In any given organism, every cell has essentially identical genetic information, yet not all cells look or act the same. One cause of this amazing diversity is the presence of chemical tags, called epigenetic modifications, which decorate the genome. The patterns of these tags can differ between cell types, helping to instruct the function of cells by, for example, indicating which genes should be turned on and which should be ignored. However, it remains unclear how specific patterns of epigenetic modifications are established, how they are recognized by the relevant cellular machineries, and how they are decoded to instruct cellular function. Addressing these aspects of epigenetic-based regulation are critical for understanding their roles during normal development as well as in connection with developmental defects and the progression of diseases, including cancer.

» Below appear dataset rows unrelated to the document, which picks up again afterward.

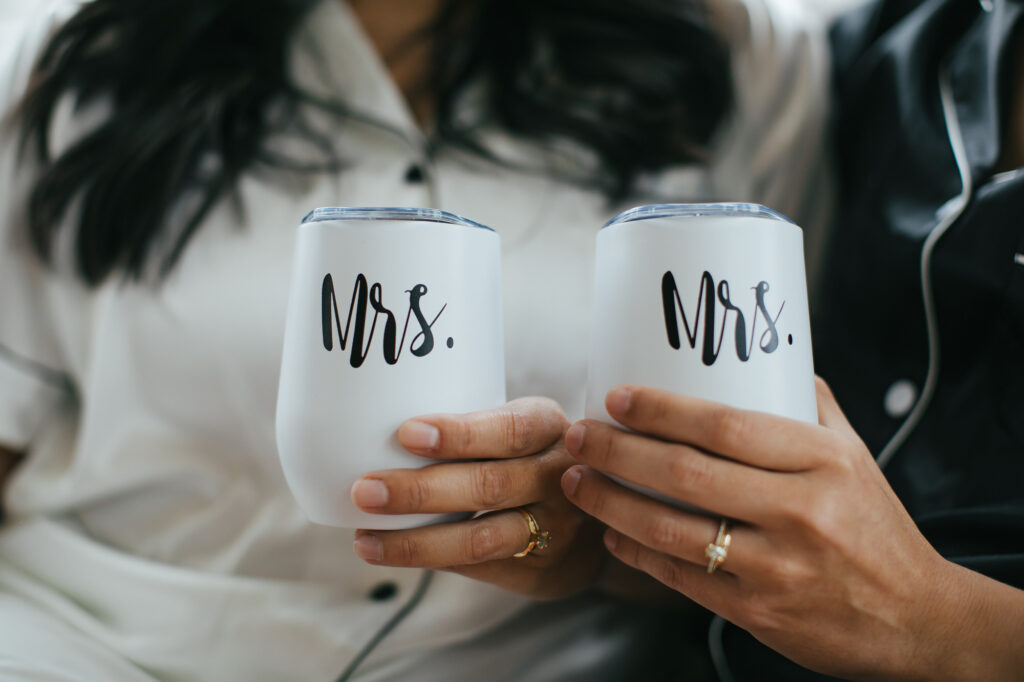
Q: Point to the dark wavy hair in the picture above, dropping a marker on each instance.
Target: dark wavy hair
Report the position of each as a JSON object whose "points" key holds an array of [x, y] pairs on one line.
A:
{"points": [[196, 88]]}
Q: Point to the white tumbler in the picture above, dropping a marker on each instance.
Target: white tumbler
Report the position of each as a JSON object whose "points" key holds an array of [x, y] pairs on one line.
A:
{"points": [[707, 300], [393, 313]]}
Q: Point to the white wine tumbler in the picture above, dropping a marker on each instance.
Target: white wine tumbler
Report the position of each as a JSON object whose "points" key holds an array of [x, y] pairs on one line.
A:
{"points": [[708, 300], [392, 313]]}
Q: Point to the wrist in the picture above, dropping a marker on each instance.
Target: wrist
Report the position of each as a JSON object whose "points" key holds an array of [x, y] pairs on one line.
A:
{"points": [[969, 629]]}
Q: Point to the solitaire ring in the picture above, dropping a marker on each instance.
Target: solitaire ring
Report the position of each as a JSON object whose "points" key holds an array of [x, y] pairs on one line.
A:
{"points": [[719, 550], [538, 539]]}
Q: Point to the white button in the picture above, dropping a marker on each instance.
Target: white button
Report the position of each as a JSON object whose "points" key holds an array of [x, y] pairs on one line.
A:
{"points": [[900, 397]]}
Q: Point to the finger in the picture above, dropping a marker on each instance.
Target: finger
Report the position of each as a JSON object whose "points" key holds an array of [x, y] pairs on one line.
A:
{"points": [[460, 486], [757, 438], [829, 414], [681, 472], [484, 539], [520, 427], [672, 531], [718, 592]]}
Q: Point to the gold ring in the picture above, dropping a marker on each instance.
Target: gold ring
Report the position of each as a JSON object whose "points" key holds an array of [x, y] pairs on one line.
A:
{"points": [[719, 550], [538, 539]]}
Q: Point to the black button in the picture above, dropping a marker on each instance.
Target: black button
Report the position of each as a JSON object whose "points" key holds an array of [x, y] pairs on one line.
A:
{"points": [[415, 174], [384, 591]]}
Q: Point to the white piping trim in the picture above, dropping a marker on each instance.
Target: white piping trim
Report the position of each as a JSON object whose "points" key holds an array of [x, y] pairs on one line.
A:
{"points": [[952, 210], [957, 206]]}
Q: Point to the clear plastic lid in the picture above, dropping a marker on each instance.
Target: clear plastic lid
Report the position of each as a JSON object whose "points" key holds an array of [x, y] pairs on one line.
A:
{"points": [[697, 211], [389, 213]]}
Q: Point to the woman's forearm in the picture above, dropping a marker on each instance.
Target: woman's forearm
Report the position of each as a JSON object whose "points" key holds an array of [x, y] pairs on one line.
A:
{"points": [[978, 632]]}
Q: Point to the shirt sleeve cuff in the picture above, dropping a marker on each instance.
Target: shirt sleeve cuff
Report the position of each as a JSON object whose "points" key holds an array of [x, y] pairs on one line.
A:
{"points": [[29, 394]]}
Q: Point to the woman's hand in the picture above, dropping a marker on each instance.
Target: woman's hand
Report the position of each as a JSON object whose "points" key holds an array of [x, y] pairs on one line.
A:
{"points": [[494, 461], [825, 565]]}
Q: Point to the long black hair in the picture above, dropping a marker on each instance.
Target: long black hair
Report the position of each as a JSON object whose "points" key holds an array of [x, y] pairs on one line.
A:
{"points": [[194, 89]]}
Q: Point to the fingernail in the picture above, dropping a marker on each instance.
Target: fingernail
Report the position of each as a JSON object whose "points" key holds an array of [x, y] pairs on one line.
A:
{"points": [[368, 547], [573, 438], [617, 400], [610, 540], [419, 436], [369, 493], [570, 479]]}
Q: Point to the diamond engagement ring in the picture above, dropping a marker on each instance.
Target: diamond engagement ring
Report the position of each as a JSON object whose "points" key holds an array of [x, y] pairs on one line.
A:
{"points": [[538, 539], [719, 550]]}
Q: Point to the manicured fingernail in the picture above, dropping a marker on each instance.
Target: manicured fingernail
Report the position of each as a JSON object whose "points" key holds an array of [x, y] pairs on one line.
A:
{"points": [[368, 547], [369, 493], [573, 438], [617, 400], [570, 479], [419, 436]]}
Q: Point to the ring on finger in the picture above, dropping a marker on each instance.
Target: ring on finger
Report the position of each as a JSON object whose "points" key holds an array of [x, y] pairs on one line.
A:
{"points": [[538, 539], [719, 550]]}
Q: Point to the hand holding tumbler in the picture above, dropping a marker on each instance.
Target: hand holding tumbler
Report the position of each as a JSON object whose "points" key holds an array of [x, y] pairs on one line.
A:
{"points": [[708, 300]]}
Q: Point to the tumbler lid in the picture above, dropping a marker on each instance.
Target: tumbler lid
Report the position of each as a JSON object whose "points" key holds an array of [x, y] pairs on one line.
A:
{"points": [[697, 211], [389, 213]]}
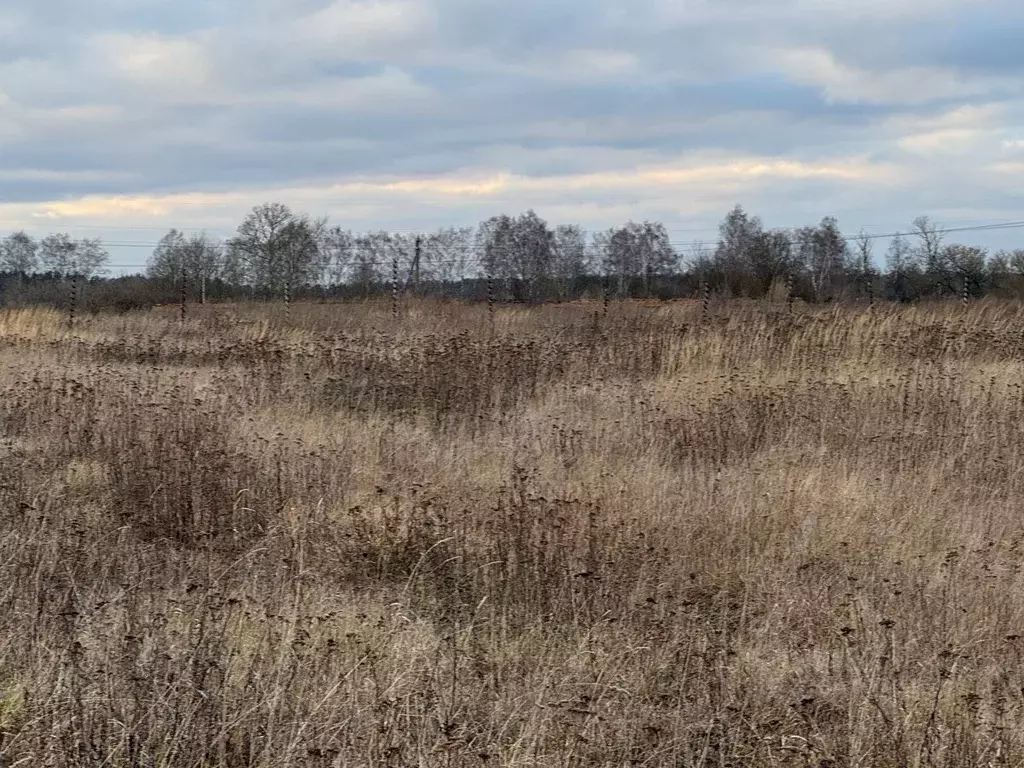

Rather than using animal cells to study epigenetic modifications, Julie Law is turning to the small flowering plant Arabidopsis thaliana. Unlike mammals, Arabidopsis plants are more tolerant of changes to their epigenome, making it easier to study the effects of altering these modifications. Using this plant, Law is employing genetic, biochemical and genomic approaches to manipulate and study the roles of factors that deposit, remove, and decode epigenetic modifications to reveal how they regulate gene expression and maintain genome stability. Although Law’s research utilizes a plant model, her findings will also hold lessons for human biology as many of the genes involved in adding or removing epigenetic marks are the same in plants as in mammals. Ultimately, her research paves the way for understanding the role of the epigenome in both agriculture and human health.
The Innovations and Discoveries
Law provided mechanistic insights into the targeting of two specialized RNA polymerases (Pol-IV and Pol-V) in the Arabidopsis genome that are required of the deposition of cytosine DNA methylation. These findings provide insight into how epigenetic modifications might be targeted to specific genes for crop improvements or therapeutic benefits to human health.
Taking a biochemical approach, Law used proteins with known roles in connection with DNA methylation to identify new proteins critical for this process. Her characterization of these proteins enhances our understanding of how the epigenome is regulated.
Law and her colleagues also revealed, at the level of individual atoms, the precise regions of several proteins that are critical in recognizing specific epigenetic modifications. These studies provide a detailed view of how these proteins function and could reveal how their mutation can lead to epigenetic changes that manifest as developmental defects or the progression of diseases, such as cancer.